Introduction
Cordyceps
military belongs to Ascomycota. It is cultivated on a
massive scale for commercial production all over the world (Mehra et al.
2017). Its fruiting body contains various bioactive metabolites such as
ergosterol, adenosine, exopolysaccharide and mannitol (Tatani et al. 2016; Raethong et al. 2018). Cordycepin is the most
metabolically active of these compounds and it has recently attracted a lot of
attention as anticancer, antiasthmatic, bacteriostasis, antibacterial,
anti-fungal, antiasthmatic and antihyperuricemic (Shi et al. 2020; Das
et al. 2021; Li et al. 2021; Schwenzer et al. 2021). The
percentage of cordycepin and bioactive components varies depending on the
species, the incubation and drying conditions and the chemical structure of the
fungal biomass (Rozsa et al. 2019). Cordyceps
species are well-known for their high concentrations of phytochemical
components, metabolites and biological properties (Zhong et al. 2020). It
is currently also marketed as a food and beverage supplement considering the
high option pharmacological advantages. For years, it has been widely utilized
as a traditional food stimulant and analeptic and its therapeutic
characteristics have drawn great attention (Yang et al. 2014). Various techniques for the synthesis of fungal biomass,
both on a solid substrate and in liquid surface cultures or submerged cultures,
have been developed and optimized in recent years (Rozsa et al. 2017; Kontogiannatos et al. 2021; Berovic et al. 2022). It is evident from
earlier reports that various types of additives are incorporated in the solid
media such as Sesbania leaves, rice,
brown rice, millet, rye, bean powder, cottonseed hulls, corn grains, corn cobs,
sorghum, wheat, sunflower and brewery grains (Bajwa et al. 1999; Chen et al. 2011; Shrestha et al. 2012;
Wen et al. 2014). According to researchers, various cultures exhibited
amazing impacts on the yield of mycelium and metabolic compounds of C.

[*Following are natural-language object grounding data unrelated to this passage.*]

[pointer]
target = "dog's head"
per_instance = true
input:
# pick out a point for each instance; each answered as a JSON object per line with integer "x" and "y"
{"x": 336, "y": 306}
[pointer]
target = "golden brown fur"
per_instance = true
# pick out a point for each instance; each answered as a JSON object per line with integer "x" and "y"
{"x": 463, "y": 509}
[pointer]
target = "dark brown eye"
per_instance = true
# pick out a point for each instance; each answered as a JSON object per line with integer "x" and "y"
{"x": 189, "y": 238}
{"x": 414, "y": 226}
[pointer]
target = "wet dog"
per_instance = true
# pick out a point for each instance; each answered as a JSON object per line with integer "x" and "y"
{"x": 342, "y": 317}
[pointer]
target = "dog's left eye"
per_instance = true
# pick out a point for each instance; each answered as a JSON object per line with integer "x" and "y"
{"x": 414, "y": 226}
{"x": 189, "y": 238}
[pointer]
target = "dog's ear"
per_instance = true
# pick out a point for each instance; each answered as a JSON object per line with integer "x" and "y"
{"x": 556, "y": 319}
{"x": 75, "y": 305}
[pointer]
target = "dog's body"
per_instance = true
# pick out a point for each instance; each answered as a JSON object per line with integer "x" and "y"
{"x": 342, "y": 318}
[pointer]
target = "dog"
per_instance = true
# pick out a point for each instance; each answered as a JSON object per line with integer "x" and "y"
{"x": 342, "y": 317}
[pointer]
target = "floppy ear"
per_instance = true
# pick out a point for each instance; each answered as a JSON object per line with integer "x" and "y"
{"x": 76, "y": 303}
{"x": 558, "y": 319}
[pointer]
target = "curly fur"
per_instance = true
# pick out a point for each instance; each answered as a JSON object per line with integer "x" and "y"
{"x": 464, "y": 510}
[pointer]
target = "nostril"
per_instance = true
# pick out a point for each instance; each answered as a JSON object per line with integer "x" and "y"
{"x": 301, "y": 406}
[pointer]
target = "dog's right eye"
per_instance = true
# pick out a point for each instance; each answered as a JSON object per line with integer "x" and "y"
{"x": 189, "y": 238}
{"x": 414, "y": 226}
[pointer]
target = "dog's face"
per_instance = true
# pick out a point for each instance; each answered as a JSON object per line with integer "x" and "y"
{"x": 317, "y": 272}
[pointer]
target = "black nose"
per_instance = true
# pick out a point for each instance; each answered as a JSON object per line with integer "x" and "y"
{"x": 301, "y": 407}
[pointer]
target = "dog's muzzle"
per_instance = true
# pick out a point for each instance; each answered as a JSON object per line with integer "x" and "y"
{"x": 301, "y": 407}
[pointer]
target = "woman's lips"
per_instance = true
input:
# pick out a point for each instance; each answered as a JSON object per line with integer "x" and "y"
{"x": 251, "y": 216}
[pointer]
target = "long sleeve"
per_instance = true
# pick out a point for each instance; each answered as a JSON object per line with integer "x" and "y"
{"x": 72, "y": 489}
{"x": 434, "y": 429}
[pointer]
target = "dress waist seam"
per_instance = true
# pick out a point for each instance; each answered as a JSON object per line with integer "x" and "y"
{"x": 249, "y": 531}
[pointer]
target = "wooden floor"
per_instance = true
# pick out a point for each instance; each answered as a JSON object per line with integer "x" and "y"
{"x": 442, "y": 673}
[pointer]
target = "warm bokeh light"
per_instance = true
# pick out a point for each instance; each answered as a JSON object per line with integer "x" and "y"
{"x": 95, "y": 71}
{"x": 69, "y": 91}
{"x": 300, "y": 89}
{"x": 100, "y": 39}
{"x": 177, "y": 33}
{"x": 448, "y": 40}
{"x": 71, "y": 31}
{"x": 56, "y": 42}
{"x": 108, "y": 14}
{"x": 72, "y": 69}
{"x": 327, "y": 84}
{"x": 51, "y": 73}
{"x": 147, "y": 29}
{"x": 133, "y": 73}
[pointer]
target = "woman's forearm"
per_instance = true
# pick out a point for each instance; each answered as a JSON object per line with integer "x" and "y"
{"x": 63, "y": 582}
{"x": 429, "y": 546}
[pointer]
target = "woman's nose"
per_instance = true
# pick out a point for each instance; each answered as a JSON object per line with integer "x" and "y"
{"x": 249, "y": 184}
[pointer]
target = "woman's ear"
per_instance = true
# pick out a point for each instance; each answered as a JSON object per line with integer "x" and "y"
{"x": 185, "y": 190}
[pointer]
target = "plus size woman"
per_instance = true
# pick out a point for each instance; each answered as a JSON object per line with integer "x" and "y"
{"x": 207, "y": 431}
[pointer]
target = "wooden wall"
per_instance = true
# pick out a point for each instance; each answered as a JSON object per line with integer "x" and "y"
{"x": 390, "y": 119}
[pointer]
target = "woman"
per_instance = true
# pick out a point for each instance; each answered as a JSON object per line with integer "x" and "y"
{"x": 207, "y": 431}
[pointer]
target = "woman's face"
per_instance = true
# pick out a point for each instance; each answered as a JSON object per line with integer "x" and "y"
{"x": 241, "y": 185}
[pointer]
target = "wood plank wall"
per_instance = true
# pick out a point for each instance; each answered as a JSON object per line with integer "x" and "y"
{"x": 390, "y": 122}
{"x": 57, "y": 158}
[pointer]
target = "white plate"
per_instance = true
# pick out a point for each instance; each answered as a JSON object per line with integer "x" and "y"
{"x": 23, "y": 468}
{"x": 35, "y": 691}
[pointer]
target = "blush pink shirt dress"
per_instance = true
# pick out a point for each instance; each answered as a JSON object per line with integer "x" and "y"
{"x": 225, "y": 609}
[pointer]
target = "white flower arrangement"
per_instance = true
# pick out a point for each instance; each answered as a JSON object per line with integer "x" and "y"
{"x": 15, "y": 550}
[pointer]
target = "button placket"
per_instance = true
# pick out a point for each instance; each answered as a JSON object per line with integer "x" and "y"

militaris (Panda and Swain 2011; Yi et
al. 2014). Cereals have been commonly used in the large-scale production of
C. militaris. However, besides cereal grains, some other substrates for
the cultivation of C. militaris have also been studied. Lin et al.
(2017) investigated the ability of C.
militaris to develop on various agro-waste materials. Cottonseed shells,
corn cob particles, Italian poplar sawdust and substrates spent by Flammulina velutipes were employed to
cultivate C. militaris which exhibited greater suitability for
culturing. However, for cordycepin production, C. militaris has been commercially cultivated employing solid-state
and submerged fermentation due to Cordyceps
militaris has higher cordycepin
content compared to other species of the genus Cordyceps (Raethong et al.
2020). In another study, Amin et al. (2008) reported that the mycelium
of mushrooms cultivated in various agro-wastes could be infected, whereas that
mycelium produced in the culture medium might be free from contamination.
Mycelial development is stimulated by a growth medium, which provides quality
and year-round productivity. There has been little information available on the
effect of various parameters of temperature, humidity and incubation time on
the mycelial production of Cordyceps and
cordycepin using various solid substrates i.e. fermentation of rice, wheat and
oat. There are primarily two types of
modeling techniques for cultivating fruit bodies: those that use insects as
hosts and those that use cereal grains (mostly rice or wheat) as substrates.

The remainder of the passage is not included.